In the last 18 monts, they’re enabled explicit sync, which was pretty much the turning point in making NVIDIA drivers/GPUs usable. On top of that, they’ve open sourced the kernel modules.

It’s very very different to what it was even 2 years ago.

As a 1060 owner I’m gonna tell you this is probably the case only for newer gpus!
I gamed on Linux with a 1080 for a few years there and it was alright, I have gone AMD though just so I don’t have to bother.

I have been using linux with a 1060 for 4 years almost 5, and it isn’t that bad now, tho you need to make a lot of compromise!

At the beginning I experiencing a lot of graphical glitches! Like screen flipping when using an app that used a lot of gpu power or app going black after doing soo!

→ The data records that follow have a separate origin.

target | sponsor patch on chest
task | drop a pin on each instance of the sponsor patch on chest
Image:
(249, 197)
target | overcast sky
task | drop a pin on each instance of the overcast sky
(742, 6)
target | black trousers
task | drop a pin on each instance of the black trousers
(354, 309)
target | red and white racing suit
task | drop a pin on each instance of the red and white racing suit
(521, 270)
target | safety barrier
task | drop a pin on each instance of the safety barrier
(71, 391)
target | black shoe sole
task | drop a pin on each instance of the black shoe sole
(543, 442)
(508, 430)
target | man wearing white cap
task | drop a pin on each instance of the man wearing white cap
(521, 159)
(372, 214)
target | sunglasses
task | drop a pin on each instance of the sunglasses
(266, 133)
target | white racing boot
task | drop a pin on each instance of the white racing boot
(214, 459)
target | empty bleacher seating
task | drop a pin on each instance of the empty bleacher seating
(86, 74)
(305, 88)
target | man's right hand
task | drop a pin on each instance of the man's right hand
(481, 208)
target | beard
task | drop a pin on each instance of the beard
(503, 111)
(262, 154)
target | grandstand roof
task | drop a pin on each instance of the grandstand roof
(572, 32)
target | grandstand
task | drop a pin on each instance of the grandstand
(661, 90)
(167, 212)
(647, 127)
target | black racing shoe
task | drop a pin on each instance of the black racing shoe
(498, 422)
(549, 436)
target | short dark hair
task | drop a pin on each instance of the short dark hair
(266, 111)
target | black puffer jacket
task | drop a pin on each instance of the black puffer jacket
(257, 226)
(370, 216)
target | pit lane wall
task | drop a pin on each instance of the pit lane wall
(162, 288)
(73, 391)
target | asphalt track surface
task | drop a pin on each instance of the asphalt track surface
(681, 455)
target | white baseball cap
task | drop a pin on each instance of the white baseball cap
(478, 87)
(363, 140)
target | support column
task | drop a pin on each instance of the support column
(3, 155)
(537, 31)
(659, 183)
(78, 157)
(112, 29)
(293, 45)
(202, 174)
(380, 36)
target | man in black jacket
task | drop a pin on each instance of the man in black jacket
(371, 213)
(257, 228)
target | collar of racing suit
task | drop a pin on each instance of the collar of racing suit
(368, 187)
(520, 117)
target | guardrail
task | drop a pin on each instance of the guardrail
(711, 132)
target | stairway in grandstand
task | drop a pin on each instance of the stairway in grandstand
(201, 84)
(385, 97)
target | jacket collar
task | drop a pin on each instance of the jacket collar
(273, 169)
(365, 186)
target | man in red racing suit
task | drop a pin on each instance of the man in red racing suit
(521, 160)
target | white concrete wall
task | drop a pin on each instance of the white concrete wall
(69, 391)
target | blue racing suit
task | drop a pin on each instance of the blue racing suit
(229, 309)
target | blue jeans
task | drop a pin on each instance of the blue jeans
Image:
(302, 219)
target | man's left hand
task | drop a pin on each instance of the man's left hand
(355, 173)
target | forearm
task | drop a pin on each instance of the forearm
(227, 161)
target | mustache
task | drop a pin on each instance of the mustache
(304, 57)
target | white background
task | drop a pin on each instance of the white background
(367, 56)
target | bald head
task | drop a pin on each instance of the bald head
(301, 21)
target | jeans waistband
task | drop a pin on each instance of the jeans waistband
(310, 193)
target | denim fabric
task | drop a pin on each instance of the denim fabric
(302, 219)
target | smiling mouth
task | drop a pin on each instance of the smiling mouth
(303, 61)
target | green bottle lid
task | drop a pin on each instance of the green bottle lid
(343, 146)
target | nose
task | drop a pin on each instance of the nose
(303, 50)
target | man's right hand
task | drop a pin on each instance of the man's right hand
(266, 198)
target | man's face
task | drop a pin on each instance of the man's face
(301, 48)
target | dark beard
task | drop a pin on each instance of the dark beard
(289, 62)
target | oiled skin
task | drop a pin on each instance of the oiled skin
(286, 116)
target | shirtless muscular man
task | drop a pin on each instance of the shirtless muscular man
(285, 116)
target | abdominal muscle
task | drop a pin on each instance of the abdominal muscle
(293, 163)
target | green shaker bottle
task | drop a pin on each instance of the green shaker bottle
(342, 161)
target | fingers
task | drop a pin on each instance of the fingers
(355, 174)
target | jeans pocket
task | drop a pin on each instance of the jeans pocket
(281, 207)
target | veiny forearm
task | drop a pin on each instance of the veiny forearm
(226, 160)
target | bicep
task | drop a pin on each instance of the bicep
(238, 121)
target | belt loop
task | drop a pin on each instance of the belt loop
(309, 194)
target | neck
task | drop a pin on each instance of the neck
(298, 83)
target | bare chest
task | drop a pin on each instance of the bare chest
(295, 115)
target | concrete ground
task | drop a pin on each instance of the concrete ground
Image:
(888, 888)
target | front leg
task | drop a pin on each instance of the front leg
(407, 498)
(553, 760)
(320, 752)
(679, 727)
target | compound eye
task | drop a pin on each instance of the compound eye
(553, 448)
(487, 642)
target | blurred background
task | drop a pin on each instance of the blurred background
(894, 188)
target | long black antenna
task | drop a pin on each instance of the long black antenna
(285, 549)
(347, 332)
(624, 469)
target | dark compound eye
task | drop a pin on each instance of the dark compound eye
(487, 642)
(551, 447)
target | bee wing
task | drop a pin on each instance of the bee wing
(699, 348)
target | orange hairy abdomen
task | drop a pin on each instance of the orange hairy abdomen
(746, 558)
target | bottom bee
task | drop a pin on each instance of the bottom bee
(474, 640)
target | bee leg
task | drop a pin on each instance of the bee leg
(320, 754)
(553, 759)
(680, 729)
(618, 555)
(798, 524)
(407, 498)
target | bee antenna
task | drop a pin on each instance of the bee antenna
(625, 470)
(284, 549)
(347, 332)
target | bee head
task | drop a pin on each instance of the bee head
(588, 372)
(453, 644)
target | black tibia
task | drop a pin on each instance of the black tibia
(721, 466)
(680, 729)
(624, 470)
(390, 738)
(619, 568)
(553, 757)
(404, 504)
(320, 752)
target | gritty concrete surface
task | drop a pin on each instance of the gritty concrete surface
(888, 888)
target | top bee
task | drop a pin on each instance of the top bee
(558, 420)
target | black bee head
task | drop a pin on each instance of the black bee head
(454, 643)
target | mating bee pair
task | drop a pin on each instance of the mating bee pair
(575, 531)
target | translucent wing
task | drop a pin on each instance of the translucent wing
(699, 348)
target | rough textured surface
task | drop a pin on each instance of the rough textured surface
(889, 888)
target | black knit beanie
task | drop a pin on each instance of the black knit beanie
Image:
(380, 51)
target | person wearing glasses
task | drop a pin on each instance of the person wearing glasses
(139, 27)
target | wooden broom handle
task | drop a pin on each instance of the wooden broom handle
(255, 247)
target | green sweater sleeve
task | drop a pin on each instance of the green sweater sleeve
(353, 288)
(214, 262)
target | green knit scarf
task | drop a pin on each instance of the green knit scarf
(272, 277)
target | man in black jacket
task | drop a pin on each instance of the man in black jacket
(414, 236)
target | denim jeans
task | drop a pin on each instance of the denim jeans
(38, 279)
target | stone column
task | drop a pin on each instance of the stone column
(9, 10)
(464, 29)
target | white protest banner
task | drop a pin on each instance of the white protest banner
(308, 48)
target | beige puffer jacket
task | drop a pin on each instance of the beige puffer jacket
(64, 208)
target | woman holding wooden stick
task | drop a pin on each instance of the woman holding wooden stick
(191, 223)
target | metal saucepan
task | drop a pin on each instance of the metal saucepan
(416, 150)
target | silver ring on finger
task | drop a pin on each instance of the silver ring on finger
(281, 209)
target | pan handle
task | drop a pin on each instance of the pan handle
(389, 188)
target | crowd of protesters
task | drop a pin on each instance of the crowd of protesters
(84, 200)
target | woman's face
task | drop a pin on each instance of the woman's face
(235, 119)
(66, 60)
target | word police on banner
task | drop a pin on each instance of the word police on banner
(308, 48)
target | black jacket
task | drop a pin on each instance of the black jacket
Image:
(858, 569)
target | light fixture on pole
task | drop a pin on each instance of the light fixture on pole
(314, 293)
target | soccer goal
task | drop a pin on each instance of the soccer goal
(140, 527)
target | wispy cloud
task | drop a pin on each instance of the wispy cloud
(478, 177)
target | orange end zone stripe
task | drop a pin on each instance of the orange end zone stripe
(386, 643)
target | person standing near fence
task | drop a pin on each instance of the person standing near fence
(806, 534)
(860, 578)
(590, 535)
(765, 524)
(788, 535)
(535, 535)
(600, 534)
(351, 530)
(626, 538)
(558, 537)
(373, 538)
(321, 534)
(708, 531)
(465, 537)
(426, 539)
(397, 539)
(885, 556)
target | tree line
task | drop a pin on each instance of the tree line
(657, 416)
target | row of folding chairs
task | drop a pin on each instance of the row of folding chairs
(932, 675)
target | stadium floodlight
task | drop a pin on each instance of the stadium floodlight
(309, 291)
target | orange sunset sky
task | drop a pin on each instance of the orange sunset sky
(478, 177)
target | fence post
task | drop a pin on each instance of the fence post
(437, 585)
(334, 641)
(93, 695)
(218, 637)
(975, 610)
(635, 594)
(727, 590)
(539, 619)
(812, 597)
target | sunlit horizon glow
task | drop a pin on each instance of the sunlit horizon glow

To this day on that pc I still experience black bars on the sides of apps and as even stated by doitsujin (dxvk creator):

Low D3D12 performance on Nvidia Pascal (and older) GPUs is expected and likely won’t improve much. The hardware has a bunch of limitations that make it very hard to extract good performance. Turing fares better, but only AMD actually runs reasonably well right now.

Source: github.com/HansKristian-Work/vkd3d-proton/…/465#i…

And all of this on xorg to be clear! On the other hand I have an amd laptop with an igpu where I can safely say my experience was almost flawless!

I cannot report anything of the sort out of a GTX-1080. Using Linux Mint, X11 and the proprietary drivers handled by Mint’s driver manager, I got reliable service in video editing, CAD and gaming. I will note, my main computer is now a Radeon system running Wayland.
Are you using x11 or Wayland? Is anyone running Wayland with NVIDIA drivers? Everything works well in x11, but I’m getting bad flicker in Wayland. When trying to track it down I was led down a rabbit hole suggesting there is some protocol mismatch between what the NVIDIA drivers implement and what Wayland expects.

Is anyone running Wayland with NVIDIA drivers?

Yep! It’s been largely trouble free for a year or so now.

but I’m getting bad flicker in Wayland.

I had some issues the specific combination of NVIDIA card, Wayland running Plasma and VRR. But I disabled VRR, and it went away.